Dans le cas d'une alimentation minérotrophique, les eaux
proviennent d'écoulements latéraux et ont été
en contact avec le substratum géologique. Au contact du
sol, ces eaux se sont généralement enrichies en
substances minérales dissoutes, dans des proportions variables
dépendant de la nature du substratum. Aussi, les tourbières
minérotrophes sont très variées, acides à
alcalines, oligotrophes à eutrophes. On les nomme bas-marais,
tourbières basses ou tourbières plates ("fens"
en anglais) car leur surface est généralement très
proche de celle de leur nappe d'alimentation. Les tourbières
ombrotrophes, que l'on rencontre sous des climats très
pluvieux, ne sont, quant à elles, alimentées que
par les eaux météoriques (pluie, neige, brouillard),
acides et pauvres en ions minéraux. Elles donnent alors
naissance à des tourbières toujours acides et oligotrophes,
dominées par les sphaignes et appelées hauts-marais,
tourbières hautes ou tourbières bombées ("bogs"
en anglais) en raison de la forme de dôme généralement
prise par leur surface.
Entre
les différents types de tourbières ainsi définis,
tant du point de vue de leur mode de genèse que de celui
de leur alimentation, des cas intermédiaires existent.
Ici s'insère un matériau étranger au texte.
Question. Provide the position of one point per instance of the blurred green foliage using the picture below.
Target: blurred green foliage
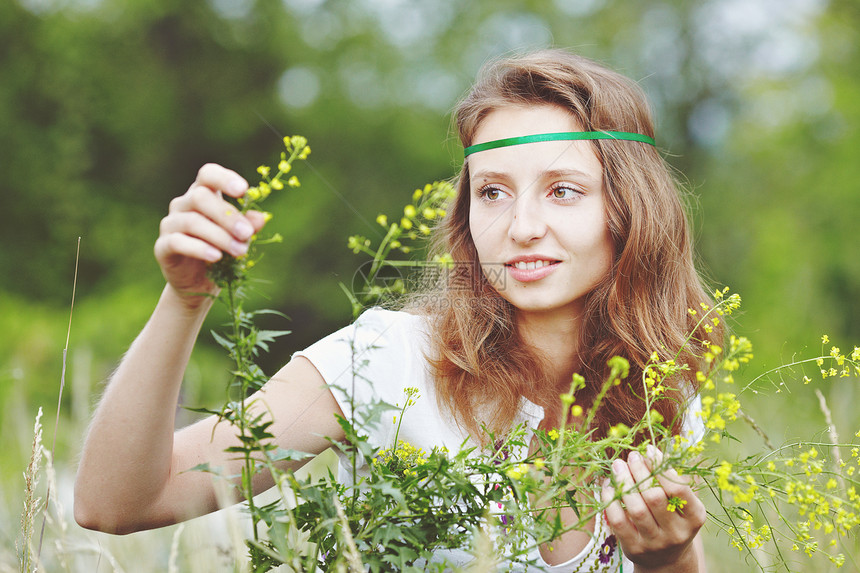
(108, 108)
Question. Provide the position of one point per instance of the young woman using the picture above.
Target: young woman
(575, 248)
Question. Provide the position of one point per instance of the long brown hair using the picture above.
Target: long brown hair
(481, 366)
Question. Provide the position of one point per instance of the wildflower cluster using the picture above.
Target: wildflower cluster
(508, 497)
(791, 496)
(382, 277)
(229, 272)
(244, 340)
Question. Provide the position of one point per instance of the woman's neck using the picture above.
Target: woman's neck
(554, 337)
Ainsi, par exemple, une tourbière issue à la fois
d'un écoulement d'eau le long d'une pente et de l'accumulation
de cette eau dans le sol au bas de la pente sera qualifiée
de soli-topogène. D'autre part, il arrive souvent que les
deux modes d'alimentation, minérotrophique et ombrotrophique,
coexistent sur une même tourbière alors qualifiée
de tourbière mixte. Entre les secteurs ombrotrophes et
minérotrophes du site se développe alors une tourbière
présentant des caractéristiques intermédiaires
entre ces deux faciès, notamment du point de vue de ses
caractéristiques chimiques (pH, minéralisation...)
et, par voie de conséquence de sa végétation,
que l'on nomme ainsi tourbière de transition.